As a huge fan of historical crime mysteries, I’m surprised it’s taken me so long to discover Sarah Hawkswood’s ‘Bradcote and Catchpoll’ series set in medieval Worcester. However, better late than never!  It also allows me to reassure readers that, despite being the seventh in the series, River of Sins can definitely be enjoyed without having read any of the previous books. There are a few references to earlier events and to the back stories of the leading characters, including some personal tragedies and longstanding enmities, but this in no way spoiled the book for me.
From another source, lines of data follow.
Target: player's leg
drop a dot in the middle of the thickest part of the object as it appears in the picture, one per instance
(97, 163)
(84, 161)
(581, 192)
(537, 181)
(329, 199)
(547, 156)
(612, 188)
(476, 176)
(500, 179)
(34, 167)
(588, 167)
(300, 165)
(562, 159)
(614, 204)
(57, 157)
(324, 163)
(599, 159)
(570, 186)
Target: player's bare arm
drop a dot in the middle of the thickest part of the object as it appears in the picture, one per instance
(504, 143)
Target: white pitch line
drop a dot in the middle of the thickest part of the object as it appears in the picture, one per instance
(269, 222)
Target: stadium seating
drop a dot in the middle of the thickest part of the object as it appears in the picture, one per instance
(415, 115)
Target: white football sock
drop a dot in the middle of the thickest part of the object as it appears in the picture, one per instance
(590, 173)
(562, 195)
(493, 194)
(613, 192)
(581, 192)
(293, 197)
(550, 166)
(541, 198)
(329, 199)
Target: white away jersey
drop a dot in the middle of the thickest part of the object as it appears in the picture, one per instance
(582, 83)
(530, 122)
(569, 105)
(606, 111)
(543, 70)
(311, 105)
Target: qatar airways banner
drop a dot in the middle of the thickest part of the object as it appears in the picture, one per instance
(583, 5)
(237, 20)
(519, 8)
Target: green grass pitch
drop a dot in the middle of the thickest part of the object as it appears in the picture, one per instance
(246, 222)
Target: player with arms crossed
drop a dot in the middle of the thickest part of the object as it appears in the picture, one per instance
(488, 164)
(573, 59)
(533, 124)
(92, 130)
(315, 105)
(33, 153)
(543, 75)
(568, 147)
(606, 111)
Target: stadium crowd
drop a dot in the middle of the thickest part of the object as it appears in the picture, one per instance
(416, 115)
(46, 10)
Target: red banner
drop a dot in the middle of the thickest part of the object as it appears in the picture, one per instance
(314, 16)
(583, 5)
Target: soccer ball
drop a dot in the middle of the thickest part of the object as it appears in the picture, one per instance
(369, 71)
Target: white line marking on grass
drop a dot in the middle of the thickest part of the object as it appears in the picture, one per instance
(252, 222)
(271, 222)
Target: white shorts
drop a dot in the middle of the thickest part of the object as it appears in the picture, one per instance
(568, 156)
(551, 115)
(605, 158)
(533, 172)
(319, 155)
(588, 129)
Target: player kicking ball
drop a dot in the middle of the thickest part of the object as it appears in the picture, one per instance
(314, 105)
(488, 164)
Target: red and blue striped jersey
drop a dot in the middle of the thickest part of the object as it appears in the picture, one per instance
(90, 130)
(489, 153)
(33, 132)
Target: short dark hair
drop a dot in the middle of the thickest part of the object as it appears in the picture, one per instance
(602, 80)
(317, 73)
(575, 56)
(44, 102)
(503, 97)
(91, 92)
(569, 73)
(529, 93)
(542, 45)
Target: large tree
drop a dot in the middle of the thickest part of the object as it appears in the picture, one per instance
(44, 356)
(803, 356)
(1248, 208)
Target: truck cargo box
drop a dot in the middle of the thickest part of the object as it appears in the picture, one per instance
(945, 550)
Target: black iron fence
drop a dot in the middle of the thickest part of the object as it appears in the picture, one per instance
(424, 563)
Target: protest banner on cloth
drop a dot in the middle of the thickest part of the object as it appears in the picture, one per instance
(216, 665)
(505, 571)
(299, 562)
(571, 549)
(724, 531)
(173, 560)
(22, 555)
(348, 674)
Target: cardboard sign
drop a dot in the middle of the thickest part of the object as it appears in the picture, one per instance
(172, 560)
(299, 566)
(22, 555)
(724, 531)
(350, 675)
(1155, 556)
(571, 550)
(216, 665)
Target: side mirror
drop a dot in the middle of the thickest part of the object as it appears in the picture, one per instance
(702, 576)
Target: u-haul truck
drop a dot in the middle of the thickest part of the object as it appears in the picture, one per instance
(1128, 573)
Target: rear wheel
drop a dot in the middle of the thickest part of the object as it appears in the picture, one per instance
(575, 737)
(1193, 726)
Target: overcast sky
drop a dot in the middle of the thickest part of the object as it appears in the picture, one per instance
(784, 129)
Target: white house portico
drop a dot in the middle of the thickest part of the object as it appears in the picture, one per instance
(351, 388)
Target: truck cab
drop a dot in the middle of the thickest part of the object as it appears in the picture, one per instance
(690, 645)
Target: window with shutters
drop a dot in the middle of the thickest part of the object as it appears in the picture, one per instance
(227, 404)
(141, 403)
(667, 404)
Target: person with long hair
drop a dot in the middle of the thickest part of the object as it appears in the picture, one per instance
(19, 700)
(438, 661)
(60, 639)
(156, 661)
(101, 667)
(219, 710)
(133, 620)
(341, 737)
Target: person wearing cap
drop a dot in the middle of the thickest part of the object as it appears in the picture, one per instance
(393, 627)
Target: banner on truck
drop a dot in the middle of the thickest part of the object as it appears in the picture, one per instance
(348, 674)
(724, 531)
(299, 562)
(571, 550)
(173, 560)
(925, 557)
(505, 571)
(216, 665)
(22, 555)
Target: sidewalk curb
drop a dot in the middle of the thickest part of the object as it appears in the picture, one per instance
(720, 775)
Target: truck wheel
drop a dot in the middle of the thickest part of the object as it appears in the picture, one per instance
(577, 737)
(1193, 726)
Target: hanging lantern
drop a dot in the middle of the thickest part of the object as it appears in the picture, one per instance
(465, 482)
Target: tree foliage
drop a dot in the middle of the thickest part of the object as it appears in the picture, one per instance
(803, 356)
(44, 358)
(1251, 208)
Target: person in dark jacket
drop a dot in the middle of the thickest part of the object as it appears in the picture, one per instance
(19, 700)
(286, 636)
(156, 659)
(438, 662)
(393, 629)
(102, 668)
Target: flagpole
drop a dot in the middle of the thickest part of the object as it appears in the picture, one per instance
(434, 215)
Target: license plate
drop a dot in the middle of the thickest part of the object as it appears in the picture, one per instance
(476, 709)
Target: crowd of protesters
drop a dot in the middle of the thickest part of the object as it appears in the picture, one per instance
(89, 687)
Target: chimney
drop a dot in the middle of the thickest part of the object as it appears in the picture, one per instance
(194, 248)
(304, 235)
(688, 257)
Hugh Bradcote, Undersheriff of Worcestershire and Serjeant Catchpoll make a great team. I get the impression that initial reservations they may have had about working together have been replaced by mutual respect and trust. Catchpoll has the street level knowledge of their patch, the keen eye of a detective and a reputation for taking no nonsense. Bradecote, on the other hand, may not have the detective nous of his sergeant but he has a keen sense of justice and can command the respect his status brings. In fact, they often deploy not so much a ‘good cop, bad cop’ strategy as a ‘toff cop, common cop’ approach with advantageous results. Walkelin, Catchpoll’s apprentice, brings youthful energy and some keen observational skills to the mix.

River of Sins has all the features of a police procedural but transported to medieval Worcester: securing the crime scene, gathering physical evidence, interviewing witnesses and identifying possible suspects.  There are plenty of the latter but the one thing missing, especially as events take an unexpected turn, is motive.  As Catchpoll observes to Bradcote, “There is no ‘why’, my lord, and that worries me. Until we have the ‘why’, I do not see my way clear to the ‘who'”.

As the investigation progresses, secrets from the past and hidden agenda are revealed along with tantalizing clues and false trails all enveloped in the atmosphere of medieval Worcester.  The author keeps the tension building with some dramatic scenes as Bradcote and Catchpoll close in on the culprit.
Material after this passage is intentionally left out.